LIME works in a process described the following steps:

    1. Choosing an input datapoint for which it will try to explain.
    2. Generating additional input data around this datapoint using the distributions from input feature space. The black box algorithm is then applied to this new input data and the results stored.
    3. Weight the new samples according to their proximity to the instance of interest.
    4. Train a weighted, interpretable model on the dataset with the variations.
    5. Explain the prediction by interpreting the local model.

This means that the surrogate model that LIME builds, only needs to accurately reflect the black box model near the point of interest, and hence is free of the sometimes heavy restriction of being an accurate global surrogate.

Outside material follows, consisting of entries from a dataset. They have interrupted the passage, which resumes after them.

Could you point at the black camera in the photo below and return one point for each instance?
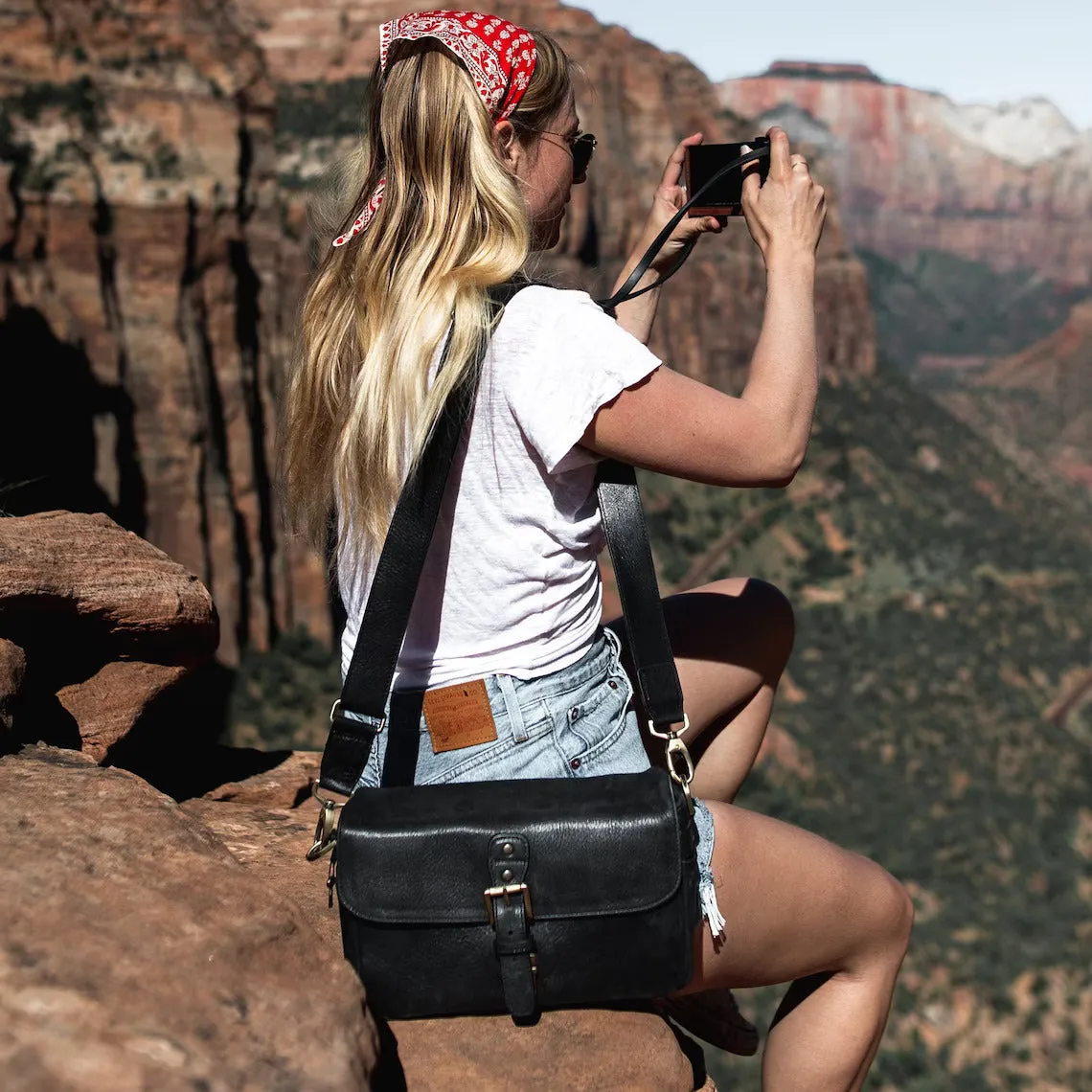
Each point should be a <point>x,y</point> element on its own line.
<point>724,197</point>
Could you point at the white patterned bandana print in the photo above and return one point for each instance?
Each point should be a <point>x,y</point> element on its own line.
<point>499,56</point>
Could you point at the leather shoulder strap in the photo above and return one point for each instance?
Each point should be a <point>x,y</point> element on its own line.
<point>649,646</point>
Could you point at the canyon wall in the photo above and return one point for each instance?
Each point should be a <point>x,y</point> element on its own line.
<point>154,246</point>
<point>640,102</point>
<point>141,251</point>
<point>1011,186</point>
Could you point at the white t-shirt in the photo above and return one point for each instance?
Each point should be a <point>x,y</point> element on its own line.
<point>512,582</point>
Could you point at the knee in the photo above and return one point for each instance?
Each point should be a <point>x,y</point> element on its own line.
<point>891,913</point>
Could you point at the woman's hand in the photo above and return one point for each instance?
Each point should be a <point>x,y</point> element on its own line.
<point>671,195</point>
<point>785,215</point>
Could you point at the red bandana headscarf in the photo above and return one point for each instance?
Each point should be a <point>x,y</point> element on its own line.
<point>499,56</point>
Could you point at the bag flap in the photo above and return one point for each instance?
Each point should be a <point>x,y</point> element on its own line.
<point>598,845</point>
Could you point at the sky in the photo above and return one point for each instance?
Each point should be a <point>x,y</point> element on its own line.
<point>985,52</point>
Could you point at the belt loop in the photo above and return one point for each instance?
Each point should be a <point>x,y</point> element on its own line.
<point>507,686</point>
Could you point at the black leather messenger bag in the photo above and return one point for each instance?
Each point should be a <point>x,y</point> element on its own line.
<point>507,896</point>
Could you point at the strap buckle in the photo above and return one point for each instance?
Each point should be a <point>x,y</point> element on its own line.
<point>326,830</point>
<point>679,762</point>
<point>506,892</point>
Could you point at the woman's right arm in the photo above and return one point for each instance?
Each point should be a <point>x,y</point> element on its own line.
<point>681,427</point>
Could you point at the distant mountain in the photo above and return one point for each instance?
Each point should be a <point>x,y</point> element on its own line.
<point>1037,404</point>
<point>1011,186</point>
<point>938,717</point>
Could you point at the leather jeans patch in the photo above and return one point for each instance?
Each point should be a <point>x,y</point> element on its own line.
<point>459,716</point>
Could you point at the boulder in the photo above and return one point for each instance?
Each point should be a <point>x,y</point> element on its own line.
<point>135,952</point>
<point>108,624</point>
<point>12,673</point>
<point>603,1051</point>
<point>107,707</point>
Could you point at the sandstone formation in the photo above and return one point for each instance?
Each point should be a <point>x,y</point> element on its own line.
<point>102,624</point>
<point>153,249</point>
<point>12,673</point>
<point>140,251</point>
<point>137,953</point>
<point>1009,186</point>
<point>1037,404</point>
<point>640,102</point>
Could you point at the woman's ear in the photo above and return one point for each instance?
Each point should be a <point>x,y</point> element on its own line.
<point>507,145</point>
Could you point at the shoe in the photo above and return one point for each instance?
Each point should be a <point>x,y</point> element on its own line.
<point>713,1015</point>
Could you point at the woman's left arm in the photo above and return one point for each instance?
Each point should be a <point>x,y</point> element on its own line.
<point>637,316</point>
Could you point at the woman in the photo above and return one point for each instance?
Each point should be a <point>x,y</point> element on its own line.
<point>470,149</point>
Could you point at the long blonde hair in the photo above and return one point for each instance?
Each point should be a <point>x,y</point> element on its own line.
<point>359,406</point>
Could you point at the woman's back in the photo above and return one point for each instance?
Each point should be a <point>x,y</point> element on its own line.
<point>512,582</point>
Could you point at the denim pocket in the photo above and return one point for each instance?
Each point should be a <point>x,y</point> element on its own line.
<point>594,720</point>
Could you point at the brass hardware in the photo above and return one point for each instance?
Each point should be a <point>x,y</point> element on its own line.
<point>506,892</point>
<point>671,733</point>
<point>679,762</point>
<point>326,829</point>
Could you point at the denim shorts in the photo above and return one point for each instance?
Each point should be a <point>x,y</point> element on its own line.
<point>577,722</point>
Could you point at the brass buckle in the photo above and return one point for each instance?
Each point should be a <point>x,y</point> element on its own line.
<point>326,830</point>
<point>671,733</point>
<point>506,892</point>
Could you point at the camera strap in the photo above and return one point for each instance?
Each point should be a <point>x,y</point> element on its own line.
<point>626,291</point>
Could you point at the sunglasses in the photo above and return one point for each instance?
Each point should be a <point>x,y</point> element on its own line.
<point>581,148</point>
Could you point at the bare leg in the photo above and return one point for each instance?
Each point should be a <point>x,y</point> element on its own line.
<point>800,907</point>
<point>732,640</point>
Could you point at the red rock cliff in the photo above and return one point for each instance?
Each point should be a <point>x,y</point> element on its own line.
<point>140,249</point>
<point>1011,186</point>
<point>153,264</point>
<point>640,102</point>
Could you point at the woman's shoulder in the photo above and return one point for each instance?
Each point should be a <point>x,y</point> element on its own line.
<point>543,303</point>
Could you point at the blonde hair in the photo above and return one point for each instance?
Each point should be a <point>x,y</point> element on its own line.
<point>359,406</point>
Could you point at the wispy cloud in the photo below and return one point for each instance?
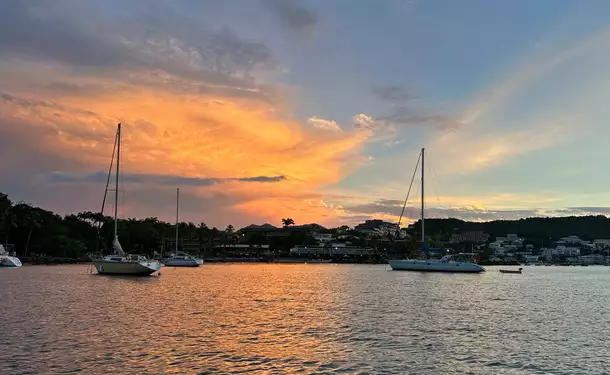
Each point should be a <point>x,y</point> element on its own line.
<point>394,94</point>
<point>136,178</point>
<point>495,130</point>
<point>323,124</point>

In the following code, I use an implementation of LIME in the Skater package on the Iris dataset.

    from skater.core.local_interpretation.lime.lime_tabular import LimeTabularExplainer

    exp = LimeTabularExplainer(iris_X.values, feature_names=list(iris_X.columns), 
                                class_names=[0, 1, 2])

    doc_num = 50
    print('Actual Label:', iris_y.iloc[doc_num].values)
    print('Predicted Label:', xgb_clf.predict(iris_X.iloc[doc_num]))
    exp.explain_instance(iris_X.iloc[doc_num], xgb_clf.predict_proba).show_in_notebook()

This prints

Local interpretability

This output shows us the petal length being 4.35 is one of the largest contributors to predicting this datapoint with a value of 1. You can also see which features and their values suggest alternative classes.


In this post I have shown a few methods you can use to begin to humanise the data science process and explain simply to stakeholders why complex, hard-to-interpet models make the decisions they do. These techniques can help to bridge the gap between simple, business-focused problem solving and mathematically advanced computation techniques, and allow you to explain or validate fundamental connections of natural phenomena when represented by data.